Dr. Rick : Hi. I'm Dr. Rick and I have two decades of ophthalmology experience. I'm online and happy to answer your question today.
Dr. Rick : Is your intraocular lens in the anterior chamber, the bag, the ciliary sulcus or sewn in place?
Dr. Rick : How long has the bleeding been going on?
Dr. Rick : What medication problems do you have and what medications are you taking?
Dr. Rick : What drops, etc are you using for your eye pressure? What is your pressure on your current therapy when you are at your worst (active bleeding, ghost cells etc)?
Dr. Rick :

This is not an answer, but an Information Request. I need this information to answer your question. Please reply, so I can answer your question. I look forward to helping you.
Customer: replied 1 year ago.

The lens is anterior (front?). I can't really be sure how long because I think the blood cells have been there a while, but the first episode of blocked vision was in November 2012 and I saw a doc in the practice right away and it cleared up after about 3 hours. I take 81mg asprin daily and the PCP wants me to stay on because I'm a controlled diabetic. My pressure is 15-21 but one day when I went in right after a blood release is went to 30. I take Lotemax 4/day for inflammation and something with a dark blue cap 2/day for pressure.

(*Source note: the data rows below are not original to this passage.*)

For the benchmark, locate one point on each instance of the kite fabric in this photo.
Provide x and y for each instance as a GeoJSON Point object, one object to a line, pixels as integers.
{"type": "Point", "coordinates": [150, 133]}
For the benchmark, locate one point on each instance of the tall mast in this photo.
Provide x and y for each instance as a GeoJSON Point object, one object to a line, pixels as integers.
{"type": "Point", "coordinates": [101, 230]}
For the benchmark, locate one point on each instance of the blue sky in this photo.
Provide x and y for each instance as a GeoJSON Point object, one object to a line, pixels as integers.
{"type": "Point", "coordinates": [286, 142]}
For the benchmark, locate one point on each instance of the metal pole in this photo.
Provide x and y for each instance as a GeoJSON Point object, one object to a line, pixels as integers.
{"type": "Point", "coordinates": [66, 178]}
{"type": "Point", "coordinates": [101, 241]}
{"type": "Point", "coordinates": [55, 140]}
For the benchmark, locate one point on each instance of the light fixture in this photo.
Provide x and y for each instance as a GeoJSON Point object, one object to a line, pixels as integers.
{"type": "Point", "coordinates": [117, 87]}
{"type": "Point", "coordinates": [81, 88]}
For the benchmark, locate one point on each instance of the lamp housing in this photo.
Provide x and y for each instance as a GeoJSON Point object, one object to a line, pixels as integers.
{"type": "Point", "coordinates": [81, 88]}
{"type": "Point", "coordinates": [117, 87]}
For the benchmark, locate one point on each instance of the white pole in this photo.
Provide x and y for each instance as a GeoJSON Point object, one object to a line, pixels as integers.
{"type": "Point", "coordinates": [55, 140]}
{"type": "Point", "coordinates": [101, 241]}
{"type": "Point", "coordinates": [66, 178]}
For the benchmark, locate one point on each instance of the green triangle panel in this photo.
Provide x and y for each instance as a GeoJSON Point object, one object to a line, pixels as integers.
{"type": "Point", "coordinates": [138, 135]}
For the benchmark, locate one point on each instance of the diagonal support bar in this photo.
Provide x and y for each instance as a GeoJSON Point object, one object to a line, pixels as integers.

Expert:  Dr. Rick replied 1 year ago.
John,

I'm sorry to say this but, from what you have posted I feel that your best option is to have the offending lens explanted and, depending on the anatomy of your eyeball a posterior chamber lens put in the ciliary sulcus (capsular bag if possible...but that probably is not an option since you have an anterior lens now) or a sewn in lens. Another option, although not as convenient, would be to remain aphakic (no lens in your eye) and wear a special contact lens.

As a retina surgeon I come across this issue fairly frequently and in the majority of cases where an intraocular lens is causing bleeding the end result is that the lens has to come out.

In your case, since you are experiencing secondary glaucoma, this is even more important.

Does this make sense to you?

I hope this information was helpful for you. But I do work for tips so I want to make sure you are happy with me before rating me. If you have another question on this or a related issue feel free to fire away. You may also receive an email survey after our chat, if you don’t feel that I have earned a “10” rating in all areas, please let me know what I can do to meet your expectations.

Thanks in advance,

Dr. Rick MD FACS

Customer: replied 1 year ago.

If you have an anterior lens does that mean, by definition, that no posterior lens is possible?

Expert:  Dr. Rick replied 1 year ago.
John,

That is a very good question, and, no. That is not the case.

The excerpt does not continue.